COBWEB CORNERS: Colorado Springs' second railroad
By Mel McFarland
New Orleans was the goal of a group of Denver businessmen. In January 1881, the group planned and incorporated a new Denver railroad. The Denver and New Orleans was bound for the gulf shipping port. The company had set an optimistic route - running east of the prosperous Front Range to Trinidad. The D&NO construction crews followed Jimmy Camp Creek south to near Fountain by 1883. A branch was built to the coal mines near Franceville Junction. The railroad built down Jimmy Camp Creek generally well away from the D&RG. The two came close together near Fountain. They ran parallel for several miles to Little Buttes, where the D&RG crossed back to the west bank of the Fountain. The D&NO stayed on higher ground, hoping to avoid the flooding problems that plagued the D&RG. The railroad built a station called Manitou Junction east of Colorado Springs. Nowhere near Manitou, the station was located 10 miles east of Colorado Springs (now just north of Peterson AFB).

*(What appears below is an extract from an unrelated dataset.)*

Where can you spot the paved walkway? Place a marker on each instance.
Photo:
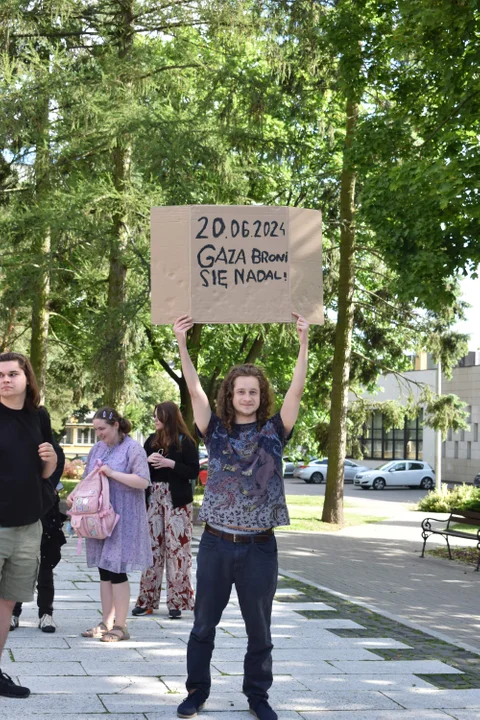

Former Governor John Evans was afraid that General Palmer's interests in Colorado Springs would block the D&NO's construction into town. Property was quietly purchased or leased, and in the dark of the night a crew quietly built a rough track in the street south from the projected depot site, near downtown. At Moreno Street the crew worked eastward to the edge of town. In the morning a protest was raised, but the construction was in place, and legal. The little trick was not the last for Moreno Street.
The crude track would not support a train, and it sat for a month before a finishing crew from Manitou Junction made it usable. The track was ready in early December. The first passenger train, a special excursion from Denver, arrived on December 5. The depot was a short walk from downtown. One of their main freight customers was a coal yard in Colorado City which got coal from the Franceville mine.
Their little depot sat in what would be Sahwatch Street, a block south of Colorado Avenue. It was used until the big Antlers Fire in 1899 engulfed this area. There were railroad tracks in Sahwatch until just recently. The D&NO became part of the Colorado and Southern, and the line south of Denver was in use up until 1901 to Pueblo, and abandoned south of Manitou Junction in 1913. A short piece of it in Denver is now used by light rail, but most of it was taken up in 1935.